I am in disagreement with all the plaudits heaped upon her by Benjamin Chavis (one of the Wilmington Ten), U.S. Representative David Price, and NAACP State president Dr. Rev. William Barber, II, the editorial board of The News & Observer, and others because Governor Perdue fell woefully short by failing to issue pardons of innocence to Erick Daniels, Shawn Massey, and Glen Chapman… three exonerated black defendants, the first two being denied pardons by the Governor’s Clemency Board, and the latter who was wrongly convicted and put on death row. The innocence of these three men is undeniable, with no forensic evidence connecting them to the crimes for which they were charged, and witness descriptions in the first two incidents being at odds with the defendants. Erick Daniels was fourteen at the time of his arrest on an armed robbery charge in which he was identified by the shape of his eyebrows in a middle school yearbook. He served seven years of a ten to fourteen year sentence before his conviction was tossed during a hearing for a new trial. Shawn Massey, like Daniels, differed dramatically in hair style described by witness to the robbery for which he was convicted. He served twelve years behind bars before an innocence project at Duke University Law School took up his case and successfully affected his exoneration.

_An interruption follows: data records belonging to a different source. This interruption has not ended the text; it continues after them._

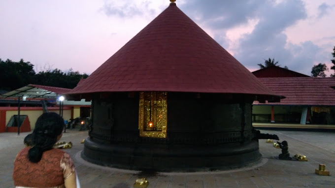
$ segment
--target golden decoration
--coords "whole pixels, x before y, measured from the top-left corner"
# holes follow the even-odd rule
[[[278,144],[277,144],[276,143],[273,143],[273,147],[275,147],[275,148],[278,148],[278,149],[280,149],[280,147],[279,146],[279,145]]]
[[[319,169],[315,169],[315,174],[322,176],[330,176],[329,171],[326,170],[326,165],[323,164],[319,164]]]
[[[134,188],[146,188],[149,185],[149,182],[145,178],[139,178],[136,180],[134,184]]]
[[[168,116],[167,93],[140,92],[138,110],[139,136],[166,138]]]
[[[296,154],[294,157],[300,161],[308,161],[308,160],[306,158],[306,156],[303,155]]]
[[[68,143],[65,142],[58,142],[54,145],[54,148],[69,149],[71,148],[72,148],[72,142],[68,142]]]

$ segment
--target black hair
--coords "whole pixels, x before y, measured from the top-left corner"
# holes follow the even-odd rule
[[[55,112],[45,113],[38,117],[33,132],[34,145],[28,152],[31,162],[38,162],[44,151],[53,148],[64,126],[63,118]]]
[[[27,136],[25,137],[25,139],[23,140],[23,143],[25,144],[26,146],[33,146],[34,145],[33,142],[33,134],[29,134]]]

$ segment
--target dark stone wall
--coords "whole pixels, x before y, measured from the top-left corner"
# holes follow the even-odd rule
[[[158,171],[228,169],[258,162],[252,101],[243,96],[168,94],[166,138],[139,136],[138,94],[93,100],[93,128],[83,157],[103,165]]]

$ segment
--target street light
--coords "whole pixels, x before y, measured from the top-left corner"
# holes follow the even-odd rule
[[[59,115],[63,118],[63,101],[65,98],[64,96],[60,96],[58,97],[58,100],[59,100]],[[66,132],[67,126],[64,126],[64,132]]]

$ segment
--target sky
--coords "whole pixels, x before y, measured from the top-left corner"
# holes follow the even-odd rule
[[[0,59],[38,72],[92,73],[167,8],[168,0],[0,0]],[[330,71],[334,0],[177,0],[177,6],[251,71],[274,59],[310,75]]]

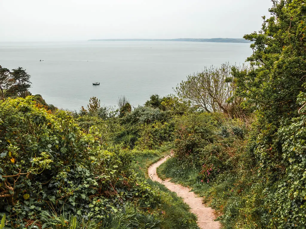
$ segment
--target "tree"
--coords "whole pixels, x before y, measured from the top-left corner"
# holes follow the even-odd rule
[[[129,103],[127,103],[120,109],[120,114],[119,114],[119,117],[122,118],[125,116],[128,113],[130,113],[132,110],[132,108],[131,104]]]
[[[146,102],[144,105],[146,107],[151,107],[154,108],[159,108],[162,101],[162,99],[158,95],[152,95],[150,96],[150,100]]]
[[[96,114],[100,107],[100,100],[94,96],[89,99],[89,104],[87,105],[88,111],[91,115]]]
[[[0,65],[0,99],[7,97],[8,90],[14,83],[11,72]]]
[[[119,97],[117,100],[117,104],[119,107],[119,110],[121,110],[121,108],[129,102],[129,100],[125,96],[121,96]]]
[[[236,85],[230,80],[233,77],[231,71],[234,67],[227,63],[220,67],[206,67],[202,72],[188,76],[175,91],[182,100],[190,102],[196,108],[232,115],[237,113],[235,110],[243,101],[241,97],[233,97]],[[247,71],[245,65],[235,68]]]
[[[10,88],[9,93],[12,95],[24,98],[30,94],[28,89],[31,86],[31,82],[30,82],[31,76],[20,67],[12,71],[14,85]]]
[[[244,37],[253,42],[253,54],[247,59],[252,67],[233,73],[237,94],[257,110],[249,153],[259,169],[257,186],[263,186],[264,197],[251,210],[262,209],[259,218],[269,228],[304,228],[306,3],[272,2],[272,16],[263,17],[261,30]]]

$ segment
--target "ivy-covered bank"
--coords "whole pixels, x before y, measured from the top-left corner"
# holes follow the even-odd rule
[[[101,146],[96,127],[85,132],[71,114],[52,113],[30,96],[0,103],[0,214],[6,216],[5,228],[174,228],[182,217],[182,228],[196,225],[187,207],[169,206],[169,199],[179,202],[177,198],[162,197],[164,191],[137,172],[135,157],[155,153],[111,152]]]

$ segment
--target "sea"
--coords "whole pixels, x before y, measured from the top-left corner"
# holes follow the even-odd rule
[[[31,76],[32,94],[59,108],[78,111],[94,96],[102,106],[118,107],[118,97],[124,96],[136,107],[151,95],[174,93],[187,76],[205,67],[242,64],[252,53],[248,43],[0,42],[0,65],[23,68]],[[100,85],[93,85],[95,82]]]

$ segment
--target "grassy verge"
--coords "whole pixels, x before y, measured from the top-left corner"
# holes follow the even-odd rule
[[[161,228],[198,228],[196,216],[189,212],[189,206],[164,185],[148,178],[148,167],[166,154],[152,151],[138,151],[135,154],[135,161],[139,174],[147,178],[147,182],[152,188],[158,190],[160,195],[160,204],[151,213],[155,215],[159,214]]]
[[[157,169],[159,177],[163,180],[171,178],[170,181],[188,186],[199,196],[203,198],[203,202],[207,206],[215,209],[217,215],[221,216],[224,206],[226,205],[231,193],[230,187],[234,183],[234,177],[231,174],[220,176],[213,183],[207,184],[201,181],[199,177],[199,171],[191,167],[183,168],[179,165],[176,159],[171,158],[161,165]],[[219,219],[222,220],[222,216]],[[225,228],[231,228],[230,226]]]

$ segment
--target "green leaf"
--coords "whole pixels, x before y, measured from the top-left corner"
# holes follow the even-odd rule
[[[5,223],[5,218],[6,217],[6,216],[5,214],[3,215],[2,219],[1,220],[1,224],[0,224],[0,229],[3,229],[3,228],[4,227],[4,223]]]
[[[61,148],[61,152],[65,154],[67,151],[67,148],[65,146],[63,146]]]
[[[289,158],[289,162],[290,163],[292,163],[295,160],[295,159],[294,158]]]

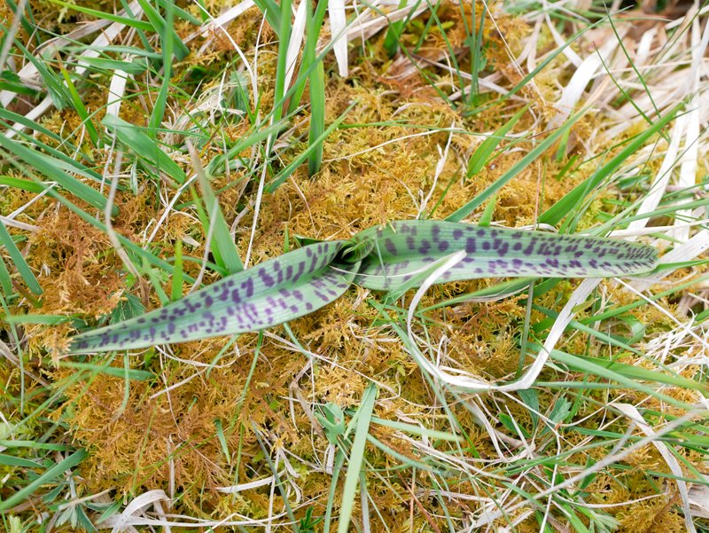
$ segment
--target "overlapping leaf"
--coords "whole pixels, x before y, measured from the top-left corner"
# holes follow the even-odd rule
[[[370,289],[394,290],[452,253],[465,258],[440,283],[477,278],[607,278],[654,267],[647,246],[593,237],[488,228],[443,221],[396,222],[356,235],[374,241],[354,279]]]
[[[401,291],[448,255],[465,257],[440,283],[476,278],[604,278],[647,272],[651,247],[443,221],[402,221],[351,240],[315,242],[229,276],[162,309],[74,337],[74,353],[144,348],[283,324],[341,296],[350,284]]]
[[[331,268],[345,243],[320,242],[270,259],[142,317],[77,335],[71,350],[109,351],[206,339],[302,317],[339,298],[352,282],[355,270]]]

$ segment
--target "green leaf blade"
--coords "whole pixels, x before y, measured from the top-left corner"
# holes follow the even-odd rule
[[[459,250],[467,256],[439,283],[478,278],[608,278],[651,270],[652,247],[597,237],[487,228],[444,221],[393,223],[354,241],[373,239],[355,283],[395,290],[432,263]]]
[[[260,331],[320,309],[349,287],[333,268],[345,241],[322,242],[229,276],[142,317],[77,335],[73,353],[139,349]]]

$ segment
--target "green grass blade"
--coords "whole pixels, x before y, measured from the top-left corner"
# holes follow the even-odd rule
[[[30,495],[34,494],[42,485],[55,482],[63,477],[67,470],[71,470],[85,459],[89,454],[85,450],[74,451],[69,457],[62,459],[53,466],[46,470],[40,476],[27,483],[25,487],[15,492],[6,500],[0,502],[0,513],[12,509],[20,502],[25,501]]]
[[[332,122],[330,126],[328,126],[328,129],[325,129],[325,131],[322,135],[320,135],[315,141],[310,143],[308,148],[304,152],[299,153],[293,159],[293,161],[292,161],[283,170],[278,172],[278,174],[277,174],[276,176],[274,176],[274,178],[271,180],[271,182],[266,186],[266,192],[273,192],[274,191],[276,191],[276,189],[277,189],[280,186],[280,184],[283,182],[288,179],[288,177],[295,171],[295,169],[298,167],[300,167],[303,163],[303,161],[305,161],[306,159],[310,157],[311,153],[316,152],[317,146],[319,146],[325,140],[325,138],[327,138],[327,137],[332,131],[334,131],[339,126],[340,123],[342,123],[342,121],[345,120],[347,114],[357,104],[359,104],[359,100],[355,100],[352,104],[350,104],[349,106],[347,106],[347,108],[342,113],[342,114],[340,114],[334,122]]]
[[[10,258],[12,260],[17,271],[19,272],[19,275],[22,277],[22,279],[29,290],[35,294],[41,294],[43,291],[39,282],[37,281],[37,278],[35,277],[35,274],[32,272],[32,269],[29,268],[29,265],[22,256],[22,253],[12,240],[12,237],[10,235],[10,233],[8,233],[7,229],[5,228],[5,225],[3,223],[2,220],[0,220],[0,244],[2,244],[7,250],[7,253],[10,255]]]
[[[345,241],[313,244],[247,270],[142,317],[82,333],[74,353],[144,348],[265,329],[337,300],[352,272],[331,263]]]
[[[576,121],[578,121],[585,113],[585,110],[581,110],[575,115],[570,117],[558,129],[541,141],[535,148],[531,150],[529,153],[519,160],[517,163],[512,165],[512,167],[510,168],[504,174],[503,174],[503,176],[497,178],[494,184],[489,185],[487,189],[478,194],[464,206],[454,211],[446,218],[446,220],[449,220],[451,222],[460,222],[468,216],[479,206],[482,205],[485,200],[497,192],[505,184],[507,184],[508,182],[510,182],[522,170],[531,165],[542,153],[549,150],[554,145],[554,143],[563,137],[566,131],[576,122]]]
[[[94,208],[101,209],[102,211],[105,208],[106,199],[104,195],[96,189],[90,187],[83,182],[62,170],[62,167],[65,165],[62,164],[62,161],[59,160],[40,153],[35,150],[30,150],[20,143],[9,139],[4,135],[0,135],[0,146],[16,155],[23,163],[29,167],[26,168],[12,161],[22,172],[28,174],[31,172],[29,169],[36,170],[50,179],[56,181],[59,186],[77,198],[81,198]],[[114,208],[113,212],[114,215],[118,215],[117,208]]]
[[[629,157],[633,156],[652,136],[658,133],[665,126],[672,121],[678,109],[679,106],[674,107],[674,109],[667,113],[651,127],[637,135],[619,153],[618,153],[618,155],[608,161],[607,164],[600,167],[582,183],[567,192],[564,198],[544,211],[539,217],[539,222],[541,223],[556,225],[566,214],[576,212],[577,209],[573,208],[580,202],[581,199],[601,184],[611,174],[615,172],[621,164]]]
[[[504,138],[510,130],[515,127],[515,124],[519,121],[519,119],[526,113],[529,106],[525,106],[523,109],[518,111],[511,119],[505,122],[497,131],[485,139],[479,146],[478,146],[475,153],[471,156],[468,161],[468,177],[471,177],[482,170],[483,167],[492,157],[493,152],[500,145],[500,142]]]
[[[52,4],[56,4],[57,5],[61,5],[62,7],[66,7],[66,9],[74,10],[75,12],[79,12],[80,13],[90,15],[92,17],[96,17],[97,19],[104,19],[105,20],[111,20],[112,22],[125,24],[129,27],[135,27],[136,29],[142,29],[143,31],[155,30],[155,27],[153,27],[152,24],[145,20],[137,20],[136,19],[131,19],[130,17],[121,17],[121,15],[114,15],[113,13],[107,13],[105,12],[98,11],[96,9],[77,5],[74,3],[62,2],[62,0],[50,0],[50,1]]]
[[[276,35],[281,38],[281,7],[276,3],[276,0],[253,0],[253,4],[261,10],[261,12],[266,15],[266,20],[270,25]],[[287,13],[288,17],[291,13]],[[287,46],[287,43],[286,43]]]
[[[191,145],[188,145],[188,146],[190,146],[192,166],[197,171],[199,187],[202,190],[202,198],[206,208],[204,216],[205,233],[209,234],[209,226],[214,225],[214,239],[210,246],[214,255],[214,261],[230,274],[240,272],[244,270],[244,263],[239,257],[238,249],[234,244],[234,239],[231,237],[226,219],[224,219],[224,214],[222,213],[222,208],[219,207],[219,200],[201,167],[199,156]],[[199,200],[199,199],[195,200]]]
[[[370,384],[364,391],[362,405],[357,411],[357,427],[354,430],[354,439],[350,449],[349,460],[347,461],[347,474],[345,475],[345,486],[342,489],[342,506],[339,508],[339,521],[338,521],[338,533],[347,533],[352,511],[354,508],[357,482],[360,472],[364,462],[364,446],[367,443],[367,435],[370,434],[370,423],[374,410],[374,400],[377,399],[377,386]]]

Glen Chapman, who has had his petition for a pardon of innocence filed with the Governor’s Clemency Panel for more than a year, has not been issued a ruling.
These three men have had the best years of their lives wrongfully taken from them by a selective justice system that is based on Class and Color. Freedom, is without doubt the most valuable possession a man or woman can possess, and to have it wrenched away without probable cause or credible evidence is devastating. In addition, the wrongful conviction for a felony results in a stigma which has an adverse bearing on the innocent defendant’s life forever.
Erick Daniels, Shawn Massey, and Glen Chapman are all deserving of a pardon of innocence so that they can pursue compensation to which they are entitled by laws enacted by the North Carolina General Assembly. They deserve to be pardoned now… not in another forty years or so. Governor Perdue has had the opportunity to clean up the criminal injustice slate involving the three, but it looks as though she will let it pass. I am not surprised as she as proven to me that she lacks the Nifongian courage to do the right thing. The governor can make all the flowery and political correct speeches she wants to about past and present racial injustices, however, when it comes down to it, it’s nothing more than meaningless talk… as racial injustice continues to run rampant and she, with the opportunity to do something about it, has taken no action. The least she could have done is deliver pardons of innocence for Daniels, Massey, and Chapman.
As far as I am concerned, the governor’s failure to grant pardons of innocence to all thirteen mentioned above represents a disappointing end to a disappointing four year gubernatorial tenure… and leaves her with a disappointing legacy.